La serenidad china ante la IA no implica ingenuidad, sino confianza en la gestión humana. Sus instituciones, forjadas en la planificación estatal, parten de la premisa de que el progreso técnico puede canalizarse dentro de un marco moral y político. Occidente, en cambio, enfrenta una crisis cultural más profunda: la pérdida de una visión compartida del bien común.
Las peticiones de moratoria, en el fondo, expresan una incertidumbre moral: sin una idea clara de lo que la humanidad espera de la tecnología, ni la mejor regulación podrá garantizar una IA alineada con el bienestar. El problema no es tanto la inteligencia artificial como la intención artificial, la ausencia de propósito ético en quienes la crean.
Cibernética: una ética del control

La inteligencia artificial moderna ha olvidado sus raíces en la cibernética, la ciencia del control, la retroalimentación y el equilibrio formulada por Norbert Wiener en los años cuarenta.
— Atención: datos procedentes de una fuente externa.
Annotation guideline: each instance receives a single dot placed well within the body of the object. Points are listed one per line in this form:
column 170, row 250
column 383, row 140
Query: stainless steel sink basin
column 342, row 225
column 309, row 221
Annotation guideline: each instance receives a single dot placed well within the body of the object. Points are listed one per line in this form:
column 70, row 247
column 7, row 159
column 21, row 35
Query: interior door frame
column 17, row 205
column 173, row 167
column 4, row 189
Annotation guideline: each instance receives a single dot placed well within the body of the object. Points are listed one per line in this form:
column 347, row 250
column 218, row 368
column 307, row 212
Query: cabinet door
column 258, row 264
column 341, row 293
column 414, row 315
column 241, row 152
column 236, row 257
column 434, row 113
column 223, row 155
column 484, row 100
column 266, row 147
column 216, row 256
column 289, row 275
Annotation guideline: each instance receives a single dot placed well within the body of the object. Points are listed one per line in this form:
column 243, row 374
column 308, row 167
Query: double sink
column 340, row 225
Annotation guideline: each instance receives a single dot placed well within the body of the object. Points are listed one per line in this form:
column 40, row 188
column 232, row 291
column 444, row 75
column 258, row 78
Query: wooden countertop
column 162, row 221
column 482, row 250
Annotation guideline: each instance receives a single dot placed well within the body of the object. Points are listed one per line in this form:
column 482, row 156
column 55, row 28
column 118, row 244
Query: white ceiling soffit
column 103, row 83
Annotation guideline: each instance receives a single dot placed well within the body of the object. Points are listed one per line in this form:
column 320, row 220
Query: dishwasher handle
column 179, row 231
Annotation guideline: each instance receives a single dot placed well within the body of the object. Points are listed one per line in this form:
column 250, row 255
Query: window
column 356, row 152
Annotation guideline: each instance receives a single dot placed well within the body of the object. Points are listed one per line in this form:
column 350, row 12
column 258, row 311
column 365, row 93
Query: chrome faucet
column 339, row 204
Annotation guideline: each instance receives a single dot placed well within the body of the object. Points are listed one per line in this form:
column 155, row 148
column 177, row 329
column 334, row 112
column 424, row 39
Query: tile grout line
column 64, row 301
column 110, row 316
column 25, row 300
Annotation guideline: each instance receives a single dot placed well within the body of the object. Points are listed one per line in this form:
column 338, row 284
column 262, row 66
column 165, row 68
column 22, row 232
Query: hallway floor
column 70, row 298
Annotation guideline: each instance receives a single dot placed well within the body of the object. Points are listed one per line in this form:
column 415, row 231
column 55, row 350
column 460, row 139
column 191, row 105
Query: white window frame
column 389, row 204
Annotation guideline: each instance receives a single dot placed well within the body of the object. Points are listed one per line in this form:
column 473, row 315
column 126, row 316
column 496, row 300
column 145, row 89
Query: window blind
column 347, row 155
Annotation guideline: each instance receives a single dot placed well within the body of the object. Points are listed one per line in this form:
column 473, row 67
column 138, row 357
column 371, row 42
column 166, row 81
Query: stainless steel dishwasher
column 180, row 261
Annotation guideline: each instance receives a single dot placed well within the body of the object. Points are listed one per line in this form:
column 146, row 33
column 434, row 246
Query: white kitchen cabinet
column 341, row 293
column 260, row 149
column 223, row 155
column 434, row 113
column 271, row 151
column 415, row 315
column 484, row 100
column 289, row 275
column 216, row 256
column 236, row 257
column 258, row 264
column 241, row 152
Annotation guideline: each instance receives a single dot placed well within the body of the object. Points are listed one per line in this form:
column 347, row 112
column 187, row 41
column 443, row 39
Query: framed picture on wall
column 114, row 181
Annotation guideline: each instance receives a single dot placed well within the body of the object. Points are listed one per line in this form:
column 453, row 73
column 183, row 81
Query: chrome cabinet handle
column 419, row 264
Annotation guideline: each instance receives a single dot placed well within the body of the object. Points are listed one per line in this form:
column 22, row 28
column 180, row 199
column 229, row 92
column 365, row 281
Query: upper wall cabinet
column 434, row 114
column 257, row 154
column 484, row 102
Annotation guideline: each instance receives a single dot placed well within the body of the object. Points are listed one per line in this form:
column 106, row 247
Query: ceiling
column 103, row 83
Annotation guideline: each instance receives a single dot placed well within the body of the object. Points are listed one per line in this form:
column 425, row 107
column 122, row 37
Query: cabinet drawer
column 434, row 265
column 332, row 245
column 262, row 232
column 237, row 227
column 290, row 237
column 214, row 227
La cibernética enseña que todo sistema evoluciona en tres etapas: planificar, cuantificar y dirigir.
- Planificar define la meta y su intención moral: ¿qué queremos lograr y por qué?
- Cuantificar traduce esa meta en parámetros observables: ¿cómo medimos el éxito?
- Dirigir implica corregir el rumbo mediante retroalimentación constante.
Aplicada a la IA, esta metodología impone una disciplina de reflexión previa: antes de construir algoritmos, debemos definir la intención que los guía. Si esa intención es puramente instrumental —dominio, ganancia o poder—, los bucles de retroalimentación amplificarán esos valores. Si, en cambio, la intención busca el equilibrio, el florecimiento humano o la sostenibilidad, el propio sistema tenderá a reproducir esas virtudes.
Así, la cibernética no opone ética y poder: las integra. Transforma la pregunta “¿debemos construir una inteligencia artificial general?” en otra más fundamental: “¿qué deseamos preservar y cómo garantizamos que el sistema se mantenga alineado con ello?”.
La intención como brújula
El pensamiento confuciano expresa esta misma idea con el concepto de ren, la bondad o conciencia moral que guía la acción responsable. Traducido a términos cibernéticos, ren es la señal ética que estabiliza el ciclo de retroalimentación: sin ella, todo sistema —mecánico o social— tiende al caos.
El debate occidental sobre la “alineación” de la IA intenta resolver este problema moral mediante programación. Pero la ética cibernética propone algo más profundo: alinear la intención humana antes de codificar el algoritmo. No se trata de moralizar a la máquina, sino de purificar las motivaciones de sus creadores.
Hacia una cibernética planetaria

El temor occidental a ser superado por la IA refleja una pérdida de confianza en la capacidad humana de liderazgo. La calma china expresa lo contrario: la fe en la coordinación sistémica. Ambas visiones, sin embargo, son incompletas.
Lo que realmente importa no es quién controla la IA —si el individuo o el Estado—, sino cómo se estructura el sistema de control: si es transparente, retroalimentado y éticamente consciente.
Las actitudes divergentes de Occidente y China podrían derivar en una fractura civilizatoria: una cultura paralizada por la ansiedad moral frente a otra impulsada por la ambición pragmática. Pero también podrían complementarse. Occidente aporta la vigilancia ética; China, la previsión sistémica.
El desafío del siglo XXI es fusionar ambas en una cibernética planetaria de la intención: un modelo de gobernanza global que reconozca la dimensión humana de la tecnología sin renunciar al realismo pragmático. Solo así la inteligencia artificial podrá servir no al poder ni al lucro, sino al equilibrio de la civilización.